Caroline Liddington

John lived in Bridport from to 2005 to 2018 with studios at St Michael’s Studios. He is now based in Appleby with his wife and cat.

www.bridportcontemporary.com

John Charlesworth is an [un]conventional easel painter, employing acrylic paint on canvas or wood. He blends the harsh, unnatural acrylic spectrum to a softer, warmer coloration and tonality, more akin to oils. He never uses raw, unmixed pigment. Even his whites have a small admixture of other colours, principally red and yellow, otherwise they would look stark, cold and unbelievable.

His subject matter is largely drawn from his imagination, which he feeds continually with observations from the real world. He favours animals for the intriguing shapes they make and as vehicles for ideas and emotions and such. Advertising and films nowadays are awash with anthropomorphism, much of it very well realised and funny.

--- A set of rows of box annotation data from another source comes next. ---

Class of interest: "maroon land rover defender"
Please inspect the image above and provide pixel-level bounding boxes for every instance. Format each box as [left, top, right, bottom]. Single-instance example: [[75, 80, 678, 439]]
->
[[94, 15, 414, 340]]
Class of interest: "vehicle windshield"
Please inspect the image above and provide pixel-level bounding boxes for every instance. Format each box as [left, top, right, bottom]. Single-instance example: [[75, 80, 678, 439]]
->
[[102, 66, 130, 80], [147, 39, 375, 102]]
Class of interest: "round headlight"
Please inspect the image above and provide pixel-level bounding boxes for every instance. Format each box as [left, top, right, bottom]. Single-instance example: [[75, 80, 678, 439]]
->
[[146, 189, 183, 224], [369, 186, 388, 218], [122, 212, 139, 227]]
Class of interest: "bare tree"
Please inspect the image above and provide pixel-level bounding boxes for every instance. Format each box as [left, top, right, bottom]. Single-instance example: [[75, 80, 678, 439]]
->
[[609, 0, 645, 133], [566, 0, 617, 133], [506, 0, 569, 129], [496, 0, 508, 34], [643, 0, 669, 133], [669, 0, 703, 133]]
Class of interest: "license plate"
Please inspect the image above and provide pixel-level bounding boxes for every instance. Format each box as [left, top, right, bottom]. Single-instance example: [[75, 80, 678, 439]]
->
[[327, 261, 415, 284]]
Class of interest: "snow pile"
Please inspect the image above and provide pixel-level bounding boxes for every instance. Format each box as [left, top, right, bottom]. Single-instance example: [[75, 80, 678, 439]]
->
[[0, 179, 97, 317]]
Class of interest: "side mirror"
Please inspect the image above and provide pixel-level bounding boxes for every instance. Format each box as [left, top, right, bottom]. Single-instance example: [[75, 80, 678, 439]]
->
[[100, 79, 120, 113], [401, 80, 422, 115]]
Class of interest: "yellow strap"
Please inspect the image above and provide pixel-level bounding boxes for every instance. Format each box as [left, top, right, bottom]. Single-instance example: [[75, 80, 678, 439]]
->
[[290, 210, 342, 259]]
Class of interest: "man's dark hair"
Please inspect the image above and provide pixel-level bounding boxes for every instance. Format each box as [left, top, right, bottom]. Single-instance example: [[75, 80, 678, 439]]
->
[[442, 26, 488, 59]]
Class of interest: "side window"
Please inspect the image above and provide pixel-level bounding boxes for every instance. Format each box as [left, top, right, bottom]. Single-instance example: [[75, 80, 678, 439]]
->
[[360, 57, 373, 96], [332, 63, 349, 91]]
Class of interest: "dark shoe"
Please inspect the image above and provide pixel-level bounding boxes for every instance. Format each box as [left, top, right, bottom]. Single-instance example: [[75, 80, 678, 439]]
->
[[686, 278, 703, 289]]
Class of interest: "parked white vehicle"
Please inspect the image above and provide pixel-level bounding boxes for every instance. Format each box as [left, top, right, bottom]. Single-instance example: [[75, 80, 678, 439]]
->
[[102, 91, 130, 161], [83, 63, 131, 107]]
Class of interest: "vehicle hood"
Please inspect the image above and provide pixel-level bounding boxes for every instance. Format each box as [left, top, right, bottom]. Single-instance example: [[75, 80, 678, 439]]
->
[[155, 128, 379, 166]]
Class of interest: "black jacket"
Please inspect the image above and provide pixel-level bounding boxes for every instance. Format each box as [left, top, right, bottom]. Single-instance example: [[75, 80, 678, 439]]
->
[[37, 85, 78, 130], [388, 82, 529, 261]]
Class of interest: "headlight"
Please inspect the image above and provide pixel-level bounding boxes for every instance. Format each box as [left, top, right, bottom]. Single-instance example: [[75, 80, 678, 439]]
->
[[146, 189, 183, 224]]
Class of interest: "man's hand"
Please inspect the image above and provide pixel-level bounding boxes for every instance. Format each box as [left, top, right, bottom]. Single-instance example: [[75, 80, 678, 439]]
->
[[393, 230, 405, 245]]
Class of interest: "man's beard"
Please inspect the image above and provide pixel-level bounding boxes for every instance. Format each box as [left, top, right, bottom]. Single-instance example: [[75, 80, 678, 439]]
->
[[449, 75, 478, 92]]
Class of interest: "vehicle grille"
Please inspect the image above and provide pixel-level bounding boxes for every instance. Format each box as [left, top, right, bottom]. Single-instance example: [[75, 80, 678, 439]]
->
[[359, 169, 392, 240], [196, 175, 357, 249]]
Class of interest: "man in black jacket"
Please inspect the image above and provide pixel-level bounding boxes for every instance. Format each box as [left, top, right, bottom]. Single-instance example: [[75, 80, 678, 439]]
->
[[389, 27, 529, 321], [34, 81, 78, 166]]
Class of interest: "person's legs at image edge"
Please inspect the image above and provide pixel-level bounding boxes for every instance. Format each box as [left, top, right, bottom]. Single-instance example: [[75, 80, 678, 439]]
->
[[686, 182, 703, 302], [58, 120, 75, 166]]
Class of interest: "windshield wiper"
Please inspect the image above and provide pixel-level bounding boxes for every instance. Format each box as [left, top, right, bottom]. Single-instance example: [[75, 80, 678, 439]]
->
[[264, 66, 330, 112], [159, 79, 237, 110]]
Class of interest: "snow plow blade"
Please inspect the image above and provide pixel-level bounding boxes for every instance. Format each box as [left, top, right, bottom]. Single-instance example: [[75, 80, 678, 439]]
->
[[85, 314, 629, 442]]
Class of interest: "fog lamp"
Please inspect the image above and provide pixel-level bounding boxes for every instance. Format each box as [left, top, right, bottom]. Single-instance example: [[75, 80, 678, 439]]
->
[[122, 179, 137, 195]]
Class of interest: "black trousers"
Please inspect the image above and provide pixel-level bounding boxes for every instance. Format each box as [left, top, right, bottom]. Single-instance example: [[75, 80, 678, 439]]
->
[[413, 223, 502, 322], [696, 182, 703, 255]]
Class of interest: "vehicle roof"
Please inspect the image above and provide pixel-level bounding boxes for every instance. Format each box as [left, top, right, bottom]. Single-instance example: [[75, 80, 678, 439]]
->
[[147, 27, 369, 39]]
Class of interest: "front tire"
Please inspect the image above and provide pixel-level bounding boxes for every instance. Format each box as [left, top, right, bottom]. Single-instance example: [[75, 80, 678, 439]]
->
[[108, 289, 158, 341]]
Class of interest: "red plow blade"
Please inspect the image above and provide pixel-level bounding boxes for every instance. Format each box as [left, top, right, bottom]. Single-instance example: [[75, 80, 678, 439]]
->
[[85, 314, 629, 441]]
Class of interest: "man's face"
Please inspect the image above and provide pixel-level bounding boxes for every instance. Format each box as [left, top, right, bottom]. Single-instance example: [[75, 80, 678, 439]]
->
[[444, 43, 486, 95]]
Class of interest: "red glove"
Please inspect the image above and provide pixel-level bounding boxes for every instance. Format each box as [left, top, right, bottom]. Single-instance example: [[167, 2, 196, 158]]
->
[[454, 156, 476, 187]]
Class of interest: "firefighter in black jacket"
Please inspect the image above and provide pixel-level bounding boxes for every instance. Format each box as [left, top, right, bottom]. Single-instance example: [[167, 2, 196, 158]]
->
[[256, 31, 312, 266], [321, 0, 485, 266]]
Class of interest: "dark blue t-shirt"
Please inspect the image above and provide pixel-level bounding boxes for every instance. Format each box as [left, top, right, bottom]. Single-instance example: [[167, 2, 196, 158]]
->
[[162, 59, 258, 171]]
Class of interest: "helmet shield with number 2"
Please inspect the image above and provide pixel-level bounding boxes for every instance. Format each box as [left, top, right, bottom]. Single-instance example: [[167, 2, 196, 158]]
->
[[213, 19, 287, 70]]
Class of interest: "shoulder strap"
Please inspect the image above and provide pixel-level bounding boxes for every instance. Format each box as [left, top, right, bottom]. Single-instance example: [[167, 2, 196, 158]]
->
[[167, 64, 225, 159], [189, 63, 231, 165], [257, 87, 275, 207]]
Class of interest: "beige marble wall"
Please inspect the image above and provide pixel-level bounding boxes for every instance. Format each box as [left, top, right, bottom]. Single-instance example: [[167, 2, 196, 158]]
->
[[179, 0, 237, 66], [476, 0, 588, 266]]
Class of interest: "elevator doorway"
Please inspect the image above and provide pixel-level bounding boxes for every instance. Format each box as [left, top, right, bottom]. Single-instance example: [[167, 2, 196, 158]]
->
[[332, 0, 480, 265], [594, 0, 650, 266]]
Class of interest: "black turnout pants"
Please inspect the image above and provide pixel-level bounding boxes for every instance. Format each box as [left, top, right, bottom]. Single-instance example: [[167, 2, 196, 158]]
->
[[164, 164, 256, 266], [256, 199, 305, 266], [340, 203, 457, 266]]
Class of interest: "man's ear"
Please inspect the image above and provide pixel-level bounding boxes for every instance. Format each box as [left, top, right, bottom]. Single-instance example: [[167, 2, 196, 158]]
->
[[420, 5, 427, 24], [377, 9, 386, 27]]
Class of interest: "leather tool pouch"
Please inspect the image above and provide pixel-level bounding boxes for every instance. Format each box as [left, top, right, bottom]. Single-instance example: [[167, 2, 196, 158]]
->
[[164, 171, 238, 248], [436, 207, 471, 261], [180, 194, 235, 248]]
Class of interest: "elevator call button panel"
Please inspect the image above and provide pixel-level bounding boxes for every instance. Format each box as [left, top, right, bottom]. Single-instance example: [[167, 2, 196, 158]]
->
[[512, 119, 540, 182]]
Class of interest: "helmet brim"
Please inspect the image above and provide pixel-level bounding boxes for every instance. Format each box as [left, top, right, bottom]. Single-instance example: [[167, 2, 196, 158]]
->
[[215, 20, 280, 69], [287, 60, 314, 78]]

He is in a similar game, he says, but in the setting of a formal painting there is scope for painterly values missing in those other media, and the possibility for greater depth and gravitas.John says that, "you can more readily convey complex psychological meaning through fixity, cutting out the populist cliche. Messages of desperate hope and redemption, strange truths, can be transmitted to receptive viewers.

There is much to explore in painting and drawing, inexhaustible ways of refinement and improvement. The object for me is always to create something subtle, many-layered and harmonious, in composition and colour. It is much harder than saying it."